JERUSALEM, 5 September 2005 — Defense Minister Shaul Mofaz said yesterday that Israel would accelerate construction of its controversial West Bank barrier to fend off an increased risk of Palestinian attacks.
Mofaz told a weekly Cabinet meeting he had issued instructions for work to be speeded up after intelligence indicated that Palestinian militants in the West Bank were planning more attacks.
The government has been heavily criticized in the aftermath of a suicide attack last Sunday in the southern Israeli city of Beersheva, which was carried out by a Palestinian from the southern West Bank where much of the work on the barrier has yet to be completed.
The security establishment has previously warned that militants in the West Bank were likely to increase their activity after the Israeli withdrawal from the Gaza Strip.
Israel insists that the massive barrier is vital to prevent attacks on its soil by would-be Palestinian attackers.
In another development, Palestinian leader Mahmoud Abbas said yesterday the Israelis and Palestinians were close to an agreement on border checks for civilians and trade crossing into the Gaza Strip from Egypt.

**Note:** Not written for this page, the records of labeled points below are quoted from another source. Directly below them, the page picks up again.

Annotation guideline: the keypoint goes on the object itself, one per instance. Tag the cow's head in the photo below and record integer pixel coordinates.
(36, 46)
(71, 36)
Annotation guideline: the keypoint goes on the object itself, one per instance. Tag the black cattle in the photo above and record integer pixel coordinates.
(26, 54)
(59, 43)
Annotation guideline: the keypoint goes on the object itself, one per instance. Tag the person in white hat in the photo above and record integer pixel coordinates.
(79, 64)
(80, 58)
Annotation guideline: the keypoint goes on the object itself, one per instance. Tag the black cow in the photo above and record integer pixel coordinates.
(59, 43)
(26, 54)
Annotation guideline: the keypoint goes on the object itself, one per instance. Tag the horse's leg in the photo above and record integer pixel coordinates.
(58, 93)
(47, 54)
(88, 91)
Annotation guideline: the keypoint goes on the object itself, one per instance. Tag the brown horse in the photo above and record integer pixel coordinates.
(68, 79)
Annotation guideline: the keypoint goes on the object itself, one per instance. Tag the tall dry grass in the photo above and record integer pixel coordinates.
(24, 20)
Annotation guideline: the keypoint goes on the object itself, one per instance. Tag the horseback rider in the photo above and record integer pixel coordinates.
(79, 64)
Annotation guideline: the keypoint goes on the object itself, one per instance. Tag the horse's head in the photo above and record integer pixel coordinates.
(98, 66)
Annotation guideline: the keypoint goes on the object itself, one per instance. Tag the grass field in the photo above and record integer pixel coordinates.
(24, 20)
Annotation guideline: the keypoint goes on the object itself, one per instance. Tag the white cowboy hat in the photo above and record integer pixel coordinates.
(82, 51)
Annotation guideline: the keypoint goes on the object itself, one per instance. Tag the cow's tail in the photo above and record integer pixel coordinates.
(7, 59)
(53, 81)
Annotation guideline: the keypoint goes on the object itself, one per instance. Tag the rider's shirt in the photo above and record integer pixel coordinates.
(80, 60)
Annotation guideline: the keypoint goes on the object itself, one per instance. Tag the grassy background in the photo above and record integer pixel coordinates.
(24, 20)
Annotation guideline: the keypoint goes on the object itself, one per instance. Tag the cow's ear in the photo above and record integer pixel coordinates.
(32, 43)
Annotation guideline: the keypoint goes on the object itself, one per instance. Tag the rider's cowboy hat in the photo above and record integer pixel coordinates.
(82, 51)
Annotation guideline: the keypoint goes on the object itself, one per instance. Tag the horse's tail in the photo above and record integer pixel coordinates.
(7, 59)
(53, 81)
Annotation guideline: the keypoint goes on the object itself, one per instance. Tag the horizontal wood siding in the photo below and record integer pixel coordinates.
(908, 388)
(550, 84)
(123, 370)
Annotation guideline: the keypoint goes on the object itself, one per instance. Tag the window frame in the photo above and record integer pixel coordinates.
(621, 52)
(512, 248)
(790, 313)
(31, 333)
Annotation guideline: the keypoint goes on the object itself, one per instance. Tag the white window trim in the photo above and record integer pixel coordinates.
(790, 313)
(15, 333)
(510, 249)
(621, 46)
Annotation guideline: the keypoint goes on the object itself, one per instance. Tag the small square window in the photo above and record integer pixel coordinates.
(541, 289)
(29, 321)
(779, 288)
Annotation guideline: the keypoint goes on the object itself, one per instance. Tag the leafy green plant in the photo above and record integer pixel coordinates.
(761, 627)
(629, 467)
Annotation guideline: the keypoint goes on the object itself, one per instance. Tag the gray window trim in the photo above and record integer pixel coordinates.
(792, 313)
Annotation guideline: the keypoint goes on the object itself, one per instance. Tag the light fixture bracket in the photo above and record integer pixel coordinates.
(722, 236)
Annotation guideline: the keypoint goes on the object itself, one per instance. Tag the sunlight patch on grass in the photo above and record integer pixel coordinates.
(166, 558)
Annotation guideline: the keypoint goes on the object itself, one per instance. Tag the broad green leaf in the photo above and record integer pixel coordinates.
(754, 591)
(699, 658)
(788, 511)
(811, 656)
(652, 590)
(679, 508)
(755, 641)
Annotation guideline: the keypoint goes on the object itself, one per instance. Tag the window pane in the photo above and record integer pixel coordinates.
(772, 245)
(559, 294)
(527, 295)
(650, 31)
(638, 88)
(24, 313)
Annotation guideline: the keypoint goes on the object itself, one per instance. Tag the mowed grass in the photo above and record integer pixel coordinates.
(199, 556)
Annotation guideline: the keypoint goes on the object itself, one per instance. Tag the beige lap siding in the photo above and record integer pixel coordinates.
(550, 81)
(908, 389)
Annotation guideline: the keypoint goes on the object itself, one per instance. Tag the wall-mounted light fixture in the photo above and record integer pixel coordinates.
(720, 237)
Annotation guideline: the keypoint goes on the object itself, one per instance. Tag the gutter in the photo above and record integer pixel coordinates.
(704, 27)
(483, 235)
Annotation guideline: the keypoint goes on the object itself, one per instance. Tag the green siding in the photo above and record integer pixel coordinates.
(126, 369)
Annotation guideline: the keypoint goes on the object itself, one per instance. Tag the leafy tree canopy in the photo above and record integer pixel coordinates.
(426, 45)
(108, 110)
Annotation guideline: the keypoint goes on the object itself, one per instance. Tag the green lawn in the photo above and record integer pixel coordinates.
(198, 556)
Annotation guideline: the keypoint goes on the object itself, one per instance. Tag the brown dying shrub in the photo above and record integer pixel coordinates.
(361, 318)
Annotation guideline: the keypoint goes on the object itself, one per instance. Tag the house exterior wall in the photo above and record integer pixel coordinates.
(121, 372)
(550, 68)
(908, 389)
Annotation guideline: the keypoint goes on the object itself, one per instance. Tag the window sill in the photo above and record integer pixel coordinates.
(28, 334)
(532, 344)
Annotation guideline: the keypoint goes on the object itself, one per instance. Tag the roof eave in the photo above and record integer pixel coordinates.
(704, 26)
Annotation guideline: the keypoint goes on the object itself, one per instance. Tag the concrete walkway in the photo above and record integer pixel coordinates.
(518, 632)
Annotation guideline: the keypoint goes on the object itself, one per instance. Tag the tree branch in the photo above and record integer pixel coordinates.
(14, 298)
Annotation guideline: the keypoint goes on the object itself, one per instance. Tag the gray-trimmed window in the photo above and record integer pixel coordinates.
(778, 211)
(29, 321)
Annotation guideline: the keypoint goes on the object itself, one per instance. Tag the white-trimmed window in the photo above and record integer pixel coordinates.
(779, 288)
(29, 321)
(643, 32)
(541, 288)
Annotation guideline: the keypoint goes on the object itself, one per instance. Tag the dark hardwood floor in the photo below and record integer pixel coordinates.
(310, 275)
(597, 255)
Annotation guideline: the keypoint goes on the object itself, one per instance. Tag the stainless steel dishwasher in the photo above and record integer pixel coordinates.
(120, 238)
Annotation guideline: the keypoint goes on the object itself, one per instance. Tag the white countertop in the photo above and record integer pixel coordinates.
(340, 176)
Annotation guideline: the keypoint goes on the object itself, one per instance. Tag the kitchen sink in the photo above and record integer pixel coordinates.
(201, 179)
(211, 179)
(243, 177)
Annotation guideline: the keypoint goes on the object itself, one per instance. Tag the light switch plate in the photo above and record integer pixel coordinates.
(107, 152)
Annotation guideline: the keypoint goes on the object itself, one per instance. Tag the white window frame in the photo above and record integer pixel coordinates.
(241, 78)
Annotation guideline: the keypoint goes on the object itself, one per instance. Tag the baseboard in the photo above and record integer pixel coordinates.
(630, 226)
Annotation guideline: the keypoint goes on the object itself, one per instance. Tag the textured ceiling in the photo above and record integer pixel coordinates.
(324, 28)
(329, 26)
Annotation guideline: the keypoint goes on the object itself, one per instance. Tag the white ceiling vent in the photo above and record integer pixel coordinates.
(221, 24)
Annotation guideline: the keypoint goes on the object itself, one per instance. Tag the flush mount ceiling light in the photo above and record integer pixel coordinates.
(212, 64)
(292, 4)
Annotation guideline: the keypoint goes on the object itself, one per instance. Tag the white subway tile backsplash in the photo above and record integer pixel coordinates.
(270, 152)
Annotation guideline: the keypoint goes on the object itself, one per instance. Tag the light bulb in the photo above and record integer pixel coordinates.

After talks with James Wolfensohn, the former World Bank chief who has been mediating over the economic aspects of Israel’s pullout from Gaza, Abbas said he was hopeful an agreement on one of the most contentious of the issues dividing the two sides would be resolved “very soon”.
“There is an idea which we will present to the Israeli side. We hope to reach an acceptable solution for us and them,” Abbas told reporters.
Israel has said it is willing to let Palestinian civilians leave through the existing Rafah crossing but it wants all goods and civilians entering the Gaza Strip to pass through an Israeli-controlled border post near Kerem Shalom kibbutz where the Israeli, Egyptian and Palestinian territories converge.
Meanwhile, an Israeli security court convicted a Palestinian lawmaker yesterday of complicity in militant attacks on Jewish settlers in the occupied West Bank. An Israeli army spokeswoman said that Husam Khader, a member of the dominant Palestinian faction Fatah arrested in 2003, had confessed to three terrorism charges as part of a plea bargain.